From my former professor, Richard Epstein:

We have rigged our tax policies so that, depending on the year, close to 40 percent of the income tax revenue comes from the 1 percent of the population that controls 20 percent of the wealth.

Close to half the population pays no federal income tax at all. This is a political disaster in the making.

The American economy is currently stagnating for two main reasons. At the top of the system, a relentless program of redistributive taxation undermines incentives for long-term investment and growth.

Yet from this vain pursuit of economic equality, we get declining standards of living for all. Simultaneously on the ground, excessive regulation of labor and real estate markets chokes off growth — employer by employer and house by house.

Our lopsided structure cannot last. Stock market losses cut the total income of so-called “one percenters” by around 30 percent between 2007 and 2009, with the greatest losses in the top 0.1 percent.

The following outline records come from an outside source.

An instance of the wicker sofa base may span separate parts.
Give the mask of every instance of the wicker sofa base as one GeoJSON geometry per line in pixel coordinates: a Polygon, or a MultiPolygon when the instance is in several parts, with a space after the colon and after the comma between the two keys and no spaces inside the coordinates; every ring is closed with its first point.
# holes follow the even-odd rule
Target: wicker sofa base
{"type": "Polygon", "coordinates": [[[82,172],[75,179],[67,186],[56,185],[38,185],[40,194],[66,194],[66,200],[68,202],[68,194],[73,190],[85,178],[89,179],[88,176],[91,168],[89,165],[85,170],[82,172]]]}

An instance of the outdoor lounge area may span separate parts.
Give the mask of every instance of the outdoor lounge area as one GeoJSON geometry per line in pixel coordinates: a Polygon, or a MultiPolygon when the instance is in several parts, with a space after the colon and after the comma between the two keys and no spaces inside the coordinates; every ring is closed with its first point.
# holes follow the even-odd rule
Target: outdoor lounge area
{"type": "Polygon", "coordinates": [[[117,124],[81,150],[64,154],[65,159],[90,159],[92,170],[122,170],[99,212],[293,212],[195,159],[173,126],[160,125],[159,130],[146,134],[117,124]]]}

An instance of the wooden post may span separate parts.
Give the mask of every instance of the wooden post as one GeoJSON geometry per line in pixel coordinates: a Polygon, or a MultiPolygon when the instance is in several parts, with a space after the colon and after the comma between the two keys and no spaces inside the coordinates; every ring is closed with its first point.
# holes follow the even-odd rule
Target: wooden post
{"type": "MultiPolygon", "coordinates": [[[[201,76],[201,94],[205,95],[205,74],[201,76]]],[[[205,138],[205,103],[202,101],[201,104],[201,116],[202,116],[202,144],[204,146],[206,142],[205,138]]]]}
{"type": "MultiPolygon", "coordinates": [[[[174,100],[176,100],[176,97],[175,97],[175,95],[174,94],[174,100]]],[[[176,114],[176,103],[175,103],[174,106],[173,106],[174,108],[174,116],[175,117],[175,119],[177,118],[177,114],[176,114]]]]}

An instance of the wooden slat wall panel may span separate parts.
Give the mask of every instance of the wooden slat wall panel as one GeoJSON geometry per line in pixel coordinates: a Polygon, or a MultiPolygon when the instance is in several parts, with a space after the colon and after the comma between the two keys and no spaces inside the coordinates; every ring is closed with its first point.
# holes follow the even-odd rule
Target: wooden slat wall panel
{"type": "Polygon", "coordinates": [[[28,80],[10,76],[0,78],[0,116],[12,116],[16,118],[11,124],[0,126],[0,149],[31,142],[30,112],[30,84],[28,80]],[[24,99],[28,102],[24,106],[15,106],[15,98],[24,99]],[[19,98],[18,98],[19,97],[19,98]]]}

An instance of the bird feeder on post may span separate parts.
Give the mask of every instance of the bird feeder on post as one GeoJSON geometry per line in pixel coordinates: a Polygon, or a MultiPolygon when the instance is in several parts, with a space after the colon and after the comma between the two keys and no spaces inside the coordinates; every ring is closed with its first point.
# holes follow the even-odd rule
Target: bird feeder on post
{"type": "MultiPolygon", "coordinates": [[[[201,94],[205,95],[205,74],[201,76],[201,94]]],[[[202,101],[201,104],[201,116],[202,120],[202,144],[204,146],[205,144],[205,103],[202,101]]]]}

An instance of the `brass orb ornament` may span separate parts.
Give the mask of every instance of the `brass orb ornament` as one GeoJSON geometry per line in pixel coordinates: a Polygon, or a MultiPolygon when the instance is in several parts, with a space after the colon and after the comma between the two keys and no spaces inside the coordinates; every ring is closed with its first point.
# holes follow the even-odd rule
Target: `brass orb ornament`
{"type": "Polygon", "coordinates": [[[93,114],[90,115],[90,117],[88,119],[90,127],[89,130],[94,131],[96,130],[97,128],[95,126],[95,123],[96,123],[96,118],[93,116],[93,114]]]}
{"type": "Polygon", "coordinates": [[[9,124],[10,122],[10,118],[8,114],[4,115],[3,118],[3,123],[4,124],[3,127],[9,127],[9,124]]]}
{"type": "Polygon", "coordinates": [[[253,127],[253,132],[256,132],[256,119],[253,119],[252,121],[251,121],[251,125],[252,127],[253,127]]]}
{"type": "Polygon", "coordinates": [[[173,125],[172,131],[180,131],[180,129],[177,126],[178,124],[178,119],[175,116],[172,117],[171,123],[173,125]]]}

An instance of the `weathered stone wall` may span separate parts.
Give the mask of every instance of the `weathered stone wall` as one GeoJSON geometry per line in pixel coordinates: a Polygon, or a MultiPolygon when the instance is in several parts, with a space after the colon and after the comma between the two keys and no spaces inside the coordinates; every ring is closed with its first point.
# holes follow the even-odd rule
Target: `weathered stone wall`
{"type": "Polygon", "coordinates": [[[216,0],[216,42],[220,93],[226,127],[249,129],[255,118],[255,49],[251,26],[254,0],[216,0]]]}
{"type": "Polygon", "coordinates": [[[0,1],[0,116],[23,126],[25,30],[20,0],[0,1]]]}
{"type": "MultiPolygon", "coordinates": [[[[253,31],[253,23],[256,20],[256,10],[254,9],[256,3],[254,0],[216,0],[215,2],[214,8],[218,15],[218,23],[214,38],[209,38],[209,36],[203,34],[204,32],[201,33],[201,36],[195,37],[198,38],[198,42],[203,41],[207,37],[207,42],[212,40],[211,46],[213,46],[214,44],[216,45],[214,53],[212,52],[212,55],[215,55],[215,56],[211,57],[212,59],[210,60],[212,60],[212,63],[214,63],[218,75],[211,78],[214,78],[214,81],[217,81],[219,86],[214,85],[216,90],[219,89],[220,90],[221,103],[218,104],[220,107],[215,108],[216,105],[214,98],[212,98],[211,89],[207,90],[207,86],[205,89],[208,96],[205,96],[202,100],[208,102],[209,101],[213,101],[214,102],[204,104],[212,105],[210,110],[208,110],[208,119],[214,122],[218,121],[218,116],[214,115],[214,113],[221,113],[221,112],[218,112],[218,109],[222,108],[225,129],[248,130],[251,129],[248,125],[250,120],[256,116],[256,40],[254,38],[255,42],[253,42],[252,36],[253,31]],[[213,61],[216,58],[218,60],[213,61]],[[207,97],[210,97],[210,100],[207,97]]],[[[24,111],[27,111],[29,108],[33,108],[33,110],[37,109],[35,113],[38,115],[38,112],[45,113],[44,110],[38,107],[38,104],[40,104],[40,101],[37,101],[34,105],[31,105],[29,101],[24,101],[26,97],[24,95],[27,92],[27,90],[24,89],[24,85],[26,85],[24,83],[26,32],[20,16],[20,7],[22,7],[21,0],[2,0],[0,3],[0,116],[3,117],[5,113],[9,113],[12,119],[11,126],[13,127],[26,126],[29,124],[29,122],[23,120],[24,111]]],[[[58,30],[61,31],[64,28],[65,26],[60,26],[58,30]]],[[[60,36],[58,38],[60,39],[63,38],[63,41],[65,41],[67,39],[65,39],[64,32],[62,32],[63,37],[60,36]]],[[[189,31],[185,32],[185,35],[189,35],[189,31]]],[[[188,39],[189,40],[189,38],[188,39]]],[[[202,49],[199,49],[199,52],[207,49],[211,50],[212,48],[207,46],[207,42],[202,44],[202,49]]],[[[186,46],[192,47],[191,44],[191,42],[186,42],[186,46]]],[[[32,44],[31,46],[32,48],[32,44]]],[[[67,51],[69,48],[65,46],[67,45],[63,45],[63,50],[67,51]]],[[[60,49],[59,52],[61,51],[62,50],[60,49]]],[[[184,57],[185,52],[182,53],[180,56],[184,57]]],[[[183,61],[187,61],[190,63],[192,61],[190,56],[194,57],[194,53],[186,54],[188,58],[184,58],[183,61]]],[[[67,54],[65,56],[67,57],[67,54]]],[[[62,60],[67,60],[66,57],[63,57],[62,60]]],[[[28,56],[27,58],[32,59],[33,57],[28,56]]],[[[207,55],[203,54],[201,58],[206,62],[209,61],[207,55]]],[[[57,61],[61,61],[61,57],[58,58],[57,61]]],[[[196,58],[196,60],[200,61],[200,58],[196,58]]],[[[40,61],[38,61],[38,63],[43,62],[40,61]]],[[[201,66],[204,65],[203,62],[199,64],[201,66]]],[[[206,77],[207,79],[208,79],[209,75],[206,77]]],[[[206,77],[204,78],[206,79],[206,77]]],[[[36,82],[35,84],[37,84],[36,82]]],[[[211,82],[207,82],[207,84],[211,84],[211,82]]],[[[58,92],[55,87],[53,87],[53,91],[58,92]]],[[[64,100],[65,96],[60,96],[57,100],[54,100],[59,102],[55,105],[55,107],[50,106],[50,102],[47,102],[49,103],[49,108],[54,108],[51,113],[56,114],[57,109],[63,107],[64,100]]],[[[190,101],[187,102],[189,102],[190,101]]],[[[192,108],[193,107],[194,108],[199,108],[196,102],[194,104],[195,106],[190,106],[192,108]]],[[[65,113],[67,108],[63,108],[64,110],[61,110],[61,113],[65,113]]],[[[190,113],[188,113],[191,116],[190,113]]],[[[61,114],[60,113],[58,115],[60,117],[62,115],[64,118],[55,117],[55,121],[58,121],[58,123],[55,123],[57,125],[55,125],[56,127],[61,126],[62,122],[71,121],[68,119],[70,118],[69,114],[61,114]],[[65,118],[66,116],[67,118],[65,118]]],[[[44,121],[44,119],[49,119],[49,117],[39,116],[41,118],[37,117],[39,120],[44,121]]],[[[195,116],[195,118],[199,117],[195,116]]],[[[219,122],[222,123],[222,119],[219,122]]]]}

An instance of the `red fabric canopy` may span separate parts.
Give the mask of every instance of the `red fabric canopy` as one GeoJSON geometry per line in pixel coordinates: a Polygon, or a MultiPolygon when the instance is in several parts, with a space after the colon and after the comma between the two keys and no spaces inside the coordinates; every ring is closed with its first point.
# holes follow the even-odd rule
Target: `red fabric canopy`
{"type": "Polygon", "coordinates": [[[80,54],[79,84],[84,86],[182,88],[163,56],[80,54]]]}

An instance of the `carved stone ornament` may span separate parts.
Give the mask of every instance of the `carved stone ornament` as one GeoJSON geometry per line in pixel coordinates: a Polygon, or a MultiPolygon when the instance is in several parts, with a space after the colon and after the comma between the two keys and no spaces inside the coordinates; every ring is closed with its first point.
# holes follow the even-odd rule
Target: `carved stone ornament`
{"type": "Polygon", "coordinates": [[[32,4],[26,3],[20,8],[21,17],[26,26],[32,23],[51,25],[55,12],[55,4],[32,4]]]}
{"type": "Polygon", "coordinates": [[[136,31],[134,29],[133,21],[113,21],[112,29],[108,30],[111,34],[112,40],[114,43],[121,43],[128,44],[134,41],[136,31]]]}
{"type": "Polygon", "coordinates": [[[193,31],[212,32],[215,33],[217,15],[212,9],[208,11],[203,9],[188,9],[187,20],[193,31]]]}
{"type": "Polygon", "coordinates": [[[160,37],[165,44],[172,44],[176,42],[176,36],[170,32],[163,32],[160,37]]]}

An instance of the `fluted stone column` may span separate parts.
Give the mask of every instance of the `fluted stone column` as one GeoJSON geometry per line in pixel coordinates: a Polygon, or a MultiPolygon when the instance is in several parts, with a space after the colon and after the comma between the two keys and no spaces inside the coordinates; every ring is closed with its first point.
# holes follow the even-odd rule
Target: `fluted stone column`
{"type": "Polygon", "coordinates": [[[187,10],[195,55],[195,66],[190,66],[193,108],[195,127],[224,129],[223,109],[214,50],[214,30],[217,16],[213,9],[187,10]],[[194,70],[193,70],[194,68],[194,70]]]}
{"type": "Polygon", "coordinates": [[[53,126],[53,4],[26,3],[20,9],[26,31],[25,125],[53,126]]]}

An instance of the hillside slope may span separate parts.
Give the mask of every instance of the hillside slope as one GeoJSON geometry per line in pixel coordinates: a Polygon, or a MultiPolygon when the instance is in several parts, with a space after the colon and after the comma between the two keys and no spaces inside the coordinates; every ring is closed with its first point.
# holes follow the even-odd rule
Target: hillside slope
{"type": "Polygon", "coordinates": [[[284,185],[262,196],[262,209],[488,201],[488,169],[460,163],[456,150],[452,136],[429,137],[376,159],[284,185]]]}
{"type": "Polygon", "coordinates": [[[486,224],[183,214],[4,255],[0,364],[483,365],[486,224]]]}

Higher tax rates will drive that overall level of wealth lower still, given that so little government revenue comes from the bottom half of the income distribution. Low tax revenues plus shiny new entitlements create an unsustainable situation where 40 percent of current expenditures are funded by long term debt, on which principal and interest payments will soon come due.

All of this must stop if American government hopes to avert the rapid dissipation of human and physical capital. Deregulation has advantages that no system of government subsidies can hope to match.

Dial back on the full-court press against job creation and mortgage foreclosure, and jobs and new construction will follow. But the stagflation will continue so long as unsound regimes of taxation, public expenditure and market regulation place a hobnail boot on the throat of the American economy.